The Left sering diidentikkan dengan liberal. Identifikasi tersebut tidak sepenuhnya benar bila kita mengacu pada pengertian liberal yang “tradisional”. Seorang talk show host dan penulis Amerika, Dennis Prager, menjabarkan perbedaan keduanya [1].

Apa nilai-nilai The Left?

Salah satunya, The Left TIDAK mempercayai bahwa kekayaan dan kemakmuran adalah HASIL jerih payah dan kerja keras. Fakta adanya orang kaya dan miskin menunjukkan kegagalan moral Amerika.

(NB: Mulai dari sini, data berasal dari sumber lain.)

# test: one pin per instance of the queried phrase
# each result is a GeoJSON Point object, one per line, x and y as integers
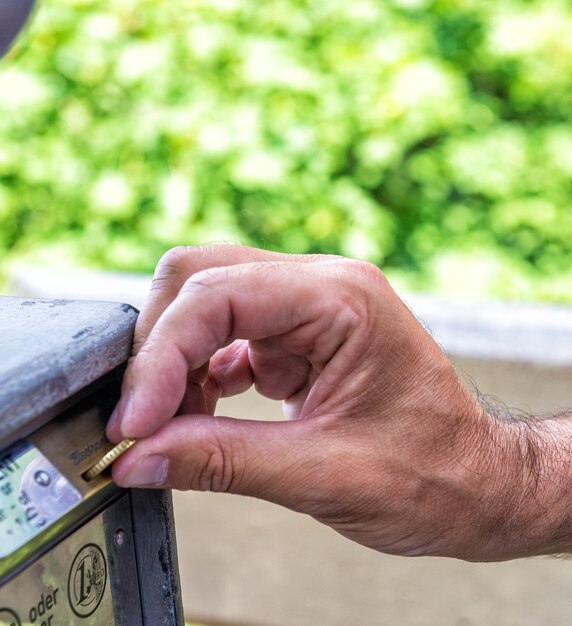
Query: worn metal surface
{"type": "Point", "coordinates": [90, 578]}
{"type": "Point", "coordinates": [50, 350]}
{"type": "Point", "coordinates": [156, 553]}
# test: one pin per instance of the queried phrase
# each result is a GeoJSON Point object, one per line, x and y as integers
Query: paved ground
{"type": "Point", "coordinates": [250, 562]}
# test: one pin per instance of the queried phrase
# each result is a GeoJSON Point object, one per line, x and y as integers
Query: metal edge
{"type": "Point", "coordinates": [156, 554]}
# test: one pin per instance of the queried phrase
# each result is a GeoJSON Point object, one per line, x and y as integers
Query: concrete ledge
{"type": "Point", "coordinates": [515, 333]}
{"type": "Point", "coordinates": [249, 562]}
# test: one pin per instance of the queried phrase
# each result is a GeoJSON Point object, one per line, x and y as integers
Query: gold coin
{"type": "Point", "coordinates": [108, 459]}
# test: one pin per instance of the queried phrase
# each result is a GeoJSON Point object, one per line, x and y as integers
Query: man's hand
{"type": "Point", "coordinates": [383, 442]}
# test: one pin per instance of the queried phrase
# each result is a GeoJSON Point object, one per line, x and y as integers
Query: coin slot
{"type": "Point", "coordinates": [107, 459]}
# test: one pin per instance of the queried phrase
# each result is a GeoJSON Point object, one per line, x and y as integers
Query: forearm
{"type": "Point", "coordinates": [535, 468]}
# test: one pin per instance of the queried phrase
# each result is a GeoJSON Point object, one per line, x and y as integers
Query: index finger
{"type": "Point", "coordinates": [248, 301]}
{"type": "Point", "coordinates": [180, 263]}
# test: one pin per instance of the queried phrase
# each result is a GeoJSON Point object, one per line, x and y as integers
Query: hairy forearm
{"type": "Point", "coordinates": [537, 466]}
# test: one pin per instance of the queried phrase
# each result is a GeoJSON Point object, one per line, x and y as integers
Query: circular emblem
{"type": "Point", "coordinates": [86, 582]}
{"type": "Point", "coordinates": [7, 616]}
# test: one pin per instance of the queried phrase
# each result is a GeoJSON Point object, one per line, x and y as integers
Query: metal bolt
{"type": "Point", "coordinates": [42, 478]}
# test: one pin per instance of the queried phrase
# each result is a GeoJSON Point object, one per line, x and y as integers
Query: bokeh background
{"type": "Point", "coordinates": [432, 137]}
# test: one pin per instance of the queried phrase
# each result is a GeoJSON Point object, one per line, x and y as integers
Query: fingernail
{"type": "Point", "coordinates": [150, 471]}
{"type": "Point", "coordinates": [120, 410]}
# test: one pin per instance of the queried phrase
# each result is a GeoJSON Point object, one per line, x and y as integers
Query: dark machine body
{"type": "Point", "coordinates": [74, 551]}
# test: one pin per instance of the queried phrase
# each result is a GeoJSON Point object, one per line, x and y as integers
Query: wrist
{"type": "Point", "coordinates": [534, 493]}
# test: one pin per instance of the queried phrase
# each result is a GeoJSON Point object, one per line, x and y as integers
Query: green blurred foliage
{"type": "Point", "coordinates": [432, 137]}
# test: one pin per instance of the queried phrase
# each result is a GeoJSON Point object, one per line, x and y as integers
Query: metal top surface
{"type": "Point", "coordinates": [52, 349]}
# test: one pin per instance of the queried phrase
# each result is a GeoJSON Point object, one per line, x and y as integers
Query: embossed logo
{"type": "Point", "coordinates": [87, 579]}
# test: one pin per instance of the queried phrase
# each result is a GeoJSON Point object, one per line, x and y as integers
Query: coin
{"type": "Point", "coordinates": [108, 459]}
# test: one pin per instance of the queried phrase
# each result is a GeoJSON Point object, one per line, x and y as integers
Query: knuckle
{"type": "Point", "coordinates": [217, 471]}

Dengan anggapan seperti itu, The Left, jika mendapatkan kesempatan untuk memerintah, cenderung menaikkan pajak terutama bagi kalangan atas dan perusahaan besar. Uang yang didapat kemudian dibagi-bagikan ke kalangan bawah dalam bentuk berbagai bantuan (welfare). Welfare tentu bukan hal buruk jika tepat sasaran. Namun, pemerintahan The Left cenderung “meningkatkan” permintaan welfare. Mendapat sesuatu tanpa harus bekerja tentu menarik bagi banyak orang.

Trump sebaliknya mewakili nilai yang berlawanan dengan The Left. Bahkan seluruh kehidupannya menunjukkan penolakan terhadap nilai tersebut. Trump yang adalah pebisnis sukses menganggap kemakmuran yang berhasil diraihnya adalah hasil pencapaian pribadi dan bukan semata-mata pemberian orang lain.

Trump menumpuk kekayaannya dengan membangun real estate dan menjualnya kepada kalangan super kaya. Dia juga bergerak di bidang pakaian dan television show. Trump menunjukkan bahwa, di Amerika, kesuksesan bisa diraih dengan kerja keras.

Oleh karena itu, Trump mendukung penurunan pajak bagi semua kalangan. Dia ingin setiap orang yang bekerja keras dapat menikmati hasilnya, tidak diambil secara berlebihan untuk disebarkan kepada orang lain.

Setelah Trump menjabat presiden, penerima welfare di Amerika turun drastis. Dalam tahun pertama Trump, penerima “Food Stamp” dua juta orang lebih sedikit dibandingkan pemerintahan sebelumnya [2].

Trump memperketat peraturan yang sudah ada sebelumnya dengan mengharuskan penerima welfare yang mampu bekerja untuk bekerja minimal paruh waktu [3].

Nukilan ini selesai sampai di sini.